Литмир - Электронная Библиотека
Содержание  
A
A

А Андропов, тем временем, даже не скрывал, что не доверяет своему первому заместителю и мирился с его присутствием под одной крышей, как с некоей неизбежностью, прихотью Генерального секретаря ЦК КПСС, с которой он не мог не считаться. Но все в центральном аппарате КГБ понимали, что это ненадолго…

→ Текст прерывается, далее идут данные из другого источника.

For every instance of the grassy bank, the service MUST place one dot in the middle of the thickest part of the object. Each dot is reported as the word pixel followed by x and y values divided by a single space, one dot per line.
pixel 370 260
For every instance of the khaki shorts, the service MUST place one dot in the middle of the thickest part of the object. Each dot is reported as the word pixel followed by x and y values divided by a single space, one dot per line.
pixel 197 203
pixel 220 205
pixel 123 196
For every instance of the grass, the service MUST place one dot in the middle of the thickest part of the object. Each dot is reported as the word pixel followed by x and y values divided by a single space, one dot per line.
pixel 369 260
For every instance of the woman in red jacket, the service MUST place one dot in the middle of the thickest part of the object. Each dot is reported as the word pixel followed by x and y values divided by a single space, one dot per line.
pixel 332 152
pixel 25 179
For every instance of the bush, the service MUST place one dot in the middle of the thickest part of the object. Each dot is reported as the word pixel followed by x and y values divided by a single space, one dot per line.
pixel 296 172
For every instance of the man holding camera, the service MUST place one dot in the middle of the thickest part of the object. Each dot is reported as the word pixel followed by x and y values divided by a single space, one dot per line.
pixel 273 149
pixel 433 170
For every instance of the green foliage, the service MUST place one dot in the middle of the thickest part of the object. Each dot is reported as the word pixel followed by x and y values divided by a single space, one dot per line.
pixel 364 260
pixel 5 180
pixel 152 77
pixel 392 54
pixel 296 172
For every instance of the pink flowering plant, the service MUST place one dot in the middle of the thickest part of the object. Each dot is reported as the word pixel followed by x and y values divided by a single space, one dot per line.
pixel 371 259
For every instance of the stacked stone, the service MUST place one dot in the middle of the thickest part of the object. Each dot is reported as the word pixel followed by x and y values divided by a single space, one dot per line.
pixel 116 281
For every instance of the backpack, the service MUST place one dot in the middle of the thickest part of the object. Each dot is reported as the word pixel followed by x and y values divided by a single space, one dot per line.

Цвигун был уверен, что «дело Синельникова», из-за которого он и вылетел в Челябинск, своим острием было направлено против него лично. В конце семьдесят седьмого года на стол Андропова легла секретная докладная записка, из которой следовало, что некий Виктор Синельников, житель Челябинской области, наладил скупку бесценных старинных икон и их продажу за границу. Синельников ворочал колоссальными средствами, действовал масштабно, не особенно маскируясь, и, естественно, попал в фокус внимания милиции. Что-то там не состыковалось, и челябинские оперативники, имея только косвенные доказательства, получили у прокурора области ордер на обыск. Изъятое на даче Синельникова потрясло даже видавших виды специалистов. На Урал срочно вылетел из Москвы следователь по особо важным делам МВД СССР, который на месте тщательно изучил иконы, произвел опись, отобрал наиболее ценные из них, преимущественно XV–XVI век, и улетел в Москву. И тогда кто-то из довольно высоких челябинских милицейских чинов, заподозрив труднообъяснимую заинтересованность в действиях столичного «важняка», отправил с нарочным донесение на Лубянку, к которому были приложены материалы следствия и копия протокола об изъятии.

Так это сугубо «милицейское» дело попало на рабочий стол председателя КГБ СССР.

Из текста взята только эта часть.